Report talks about relation between growth rate and employment  according to the committee’s calculations, growth at around 7% would provide adequate employment opportunities.

According to report  as a result of reduced corporate profits, weaker industrial output and decreasing imports , the committee predicts a shortfall in tax revenues of around Rs 60,000 crore.

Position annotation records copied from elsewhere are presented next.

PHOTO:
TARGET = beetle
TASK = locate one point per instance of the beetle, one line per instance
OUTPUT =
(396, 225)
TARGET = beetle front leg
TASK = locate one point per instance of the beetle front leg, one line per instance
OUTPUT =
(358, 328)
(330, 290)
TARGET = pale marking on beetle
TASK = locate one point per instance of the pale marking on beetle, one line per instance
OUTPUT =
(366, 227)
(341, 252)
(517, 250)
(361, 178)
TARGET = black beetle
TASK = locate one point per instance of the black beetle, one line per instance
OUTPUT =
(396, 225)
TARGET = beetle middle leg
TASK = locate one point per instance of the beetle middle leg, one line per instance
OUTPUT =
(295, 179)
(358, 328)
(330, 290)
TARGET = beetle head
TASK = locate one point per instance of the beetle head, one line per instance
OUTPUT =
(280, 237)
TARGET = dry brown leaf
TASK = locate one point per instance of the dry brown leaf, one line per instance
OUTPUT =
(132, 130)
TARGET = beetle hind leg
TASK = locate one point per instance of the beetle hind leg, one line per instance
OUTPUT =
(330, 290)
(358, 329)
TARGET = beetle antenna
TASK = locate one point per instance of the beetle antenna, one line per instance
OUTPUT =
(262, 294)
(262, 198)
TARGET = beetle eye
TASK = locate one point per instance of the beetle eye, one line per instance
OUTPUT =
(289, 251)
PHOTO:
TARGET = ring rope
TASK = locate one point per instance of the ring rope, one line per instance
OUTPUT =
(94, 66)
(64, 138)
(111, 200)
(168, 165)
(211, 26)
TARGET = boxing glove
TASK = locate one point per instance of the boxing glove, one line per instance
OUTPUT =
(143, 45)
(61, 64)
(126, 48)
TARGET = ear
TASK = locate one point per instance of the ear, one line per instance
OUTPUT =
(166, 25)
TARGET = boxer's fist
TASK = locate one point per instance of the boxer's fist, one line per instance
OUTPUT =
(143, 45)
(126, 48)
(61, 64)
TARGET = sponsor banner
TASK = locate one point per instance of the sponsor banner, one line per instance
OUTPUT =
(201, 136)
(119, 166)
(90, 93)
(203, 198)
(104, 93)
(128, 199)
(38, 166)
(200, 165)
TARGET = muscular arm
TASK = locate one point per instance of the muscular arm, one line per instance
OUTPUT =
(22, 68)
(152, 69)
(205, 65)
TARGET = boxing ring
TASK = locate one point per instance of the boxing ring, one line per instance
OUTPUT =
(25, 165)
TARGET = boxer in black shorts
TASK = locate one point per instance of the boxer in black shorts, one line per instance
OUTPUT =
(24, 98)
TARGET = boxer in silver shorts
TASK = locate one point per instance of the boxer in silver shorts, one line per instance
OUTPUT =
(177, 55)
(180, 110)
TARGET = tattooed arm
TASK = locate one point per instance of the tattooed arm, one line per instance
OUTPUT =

Report also highlights subsidies as the greatest fiscal risk for year  2012-13. In 2012-13, the food subsidy is expected to exceed budget estimates by Rs 10,000 crore.

 

Committee’s Important Recommendations:

  • The committee proposes tax reforms to bring the tax to GDP ratio to the high levels of  11.9%. It also suggests amend tax laws to charge a market based  interest rate on defaulted tax payments.
  • The committee suggests implementing the nationwide Goods and Services Tax (GST) recommended by the 13th Finance Commission. This should increase output, exports and tax revenues.
  • The committee recommends reforming union excise duties and service tax to allow for integration into the GST regime. The standard tax rate of 12% should be gradually phased down to the 8% proposed for the central GST.
  • The committee is urged to sell its minority holdings in largely private entities like BALCO and Hindustan zinc.
  • A national portal should be created to enable tax payers to file application seeking rectification and appeal effect. A Data-warehousing and data-mining infrastructure should be setup.
  • Amendment of relevant laws to ensure the mandatory quoting of UID and PAN number in all economic transactions including bank accounts, fixed deposits, all financial transactions, all salary payments and immoveable property transaction.
  • The committee views the subsidy on diesel as a major contributor to India’s fiscal deterioration. It recommends an immediate increase of Rs 4/ litre of diesel, Rs 2/litre in kerosene and Rs 50 per LPG cylinder.  This would decrease the under –recovery burden by Rs 20,000 within 6 months according to the report. In the longer term, the committee wants to gradually phase out the per unit subsidy on diesel in two years and LPG subsidy by 2014-15.Also implement the method of direct cash transfer for subsidies for needy household.
  • The MGNREGA scheme should not be fiscally constrained; diesel subsidies in rainfall deficient districts should be provided; and access to seeds, fertilizer and credit should be increased.